Quand des souteneurs, au coin d’une rue déserte, se jettent à dix sur un promeneur attardé, ils ne souffrent pas qu’une personne accourue intervienne. Une seule parole déchaîne la meute. De même les pays civilisés n’admettent point qu’un étranger s’occupe de leurs affaires — cruellement malpropres. Ils l’avouent généralement, sans pudeur :

— Nous vous donnons l’hospitalité, mais vous devez garder le silence.

Se taire ! Rester inerte lorsque, sous nos yeux, des infamies se commettent, lorsque les maîtres supplicient les esclaves, lorsque des magistrats frappent des innocents ; désarmer en un mot, tant que cette Société sévit — jamais ! Nous ne serions plus nous-mêmes. Et nous avons la fierté de vouloir garder notre plume prompte.

Les gouvernements tour à tour peuvent nous faire comparer leurs geôles. Nous sommes les incorrigibles que toute répression éperonne. Au sortir de la prison nous sommes prêts pour les récidives. Chassés d’ici, nous irons là.

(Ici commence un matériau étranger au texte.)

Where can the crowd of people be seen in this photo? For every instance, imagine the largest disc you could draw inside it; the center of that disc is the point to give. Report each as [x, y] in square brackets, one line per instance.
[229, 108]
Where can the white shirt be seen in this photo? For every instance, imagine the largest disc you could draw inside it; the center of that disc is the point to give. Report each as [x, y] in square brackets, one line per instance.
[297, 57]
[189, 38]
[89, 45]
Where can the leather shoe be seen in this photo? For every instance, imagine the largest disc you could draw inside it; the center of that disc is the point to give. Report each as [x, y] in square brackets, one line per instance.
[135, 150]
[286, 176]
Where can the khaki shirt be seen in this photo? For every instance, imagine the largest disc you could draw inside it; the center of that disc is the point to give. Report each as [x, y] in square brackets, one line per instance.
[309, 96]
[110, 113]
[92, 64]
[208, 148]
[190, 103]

Le monde est grand.

Pour ma part, ce n’est plus, momentanément, en Italie que je promènerai mon bâton de routier.

Après une demi semaine passée dans les cachots turinois, on m’informa que j’étais expulsé du royaume. On m’empêchait de me rendre à Gênes où j’avais le désir de prendre un bateau pour l’Espagne. Mais on me laissait le choix entre Modane, Chiasso ou Cormons. La frontière de France ne me sembla pas indiquée. La Suisse est un pays insipide quand on n’est pas un Anglais fortement renté. Restait l’Autriche. Cormons n’est pas loin de Trieste. Et Trieste c’était la mer avec l’horizon libre…

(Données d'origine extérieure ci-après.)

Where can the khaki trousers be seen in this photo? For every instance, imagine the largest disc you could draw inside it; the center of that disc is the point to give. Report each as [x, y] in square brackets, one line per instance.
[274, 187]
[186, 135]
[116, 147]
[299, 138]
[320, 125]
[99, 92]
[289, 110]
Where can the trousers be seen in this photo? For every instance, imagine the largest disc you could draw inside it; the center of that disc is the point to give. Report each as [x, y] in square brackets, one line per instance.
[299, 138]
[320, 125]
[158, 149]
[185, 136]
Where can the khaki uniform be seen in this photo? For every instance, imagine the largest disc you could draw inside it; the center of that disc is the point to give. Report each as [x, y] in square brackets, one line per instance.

Le voyage ne fut pas drôle.

Au greffe deux carabiniers m’attendaient. Ils m’enserrèrent étroitement les poignets dans un ingénieux instrument à vis qui fut ensuite fermé au cadenas, puis le classique panier à salade nous conduisit à la gare. Milan fut la première étape. Je descendis à cet hôtel de la ville où les garçons en uniforme ferment scrupuleusement les portes. Le surlendemain seulement on se remit en route, cette fois-ci jusqu’à Vérone, où il y eut une nouvelle halte dans une prison pas beaucoup plus sale que les précédentes. Enfin, le cinquième jour, délivré de l’escorte répugnante, débarrassé du cabriolet perfectionné, je passais la frontière — les mains bleuies par les fers.

Un peu de détail n’est pas déplacé. Il est bon que nos amis soient documentés sur les environs de Paris. Il est bien qu’ils sachent les traitements spéciaux dont on jouit au pays de Mignon.

Ce pays où fleurit le fonctionnaire pickpocket est une terre mal défrichée où tous les genres de propagande sont à propos : l’éclat ne serait pas nuisible.

Le peuple à peine décrassé de la superstition religieuse est poussé en troupeaux vers les duperies patriotiques. Peu d’hommes réfléchissent. Les dirigeants entretiennent jalousement cet état d’avachissement moral. Et de là cette terreur qu’inspirent ceux qui veulent jeter une pensée dans la cervelle des misérables.

On se dit qu’en passant nous pourrions bien ouvrir les yeux à quelque inconscient déshérité. On frémit à l’idée de la contagion…

Et les quarantaines sont dures…

C’est qu’il ne s’élimine plus, le virus de haine et de révolte — une fois qu’on l’a dans le sang.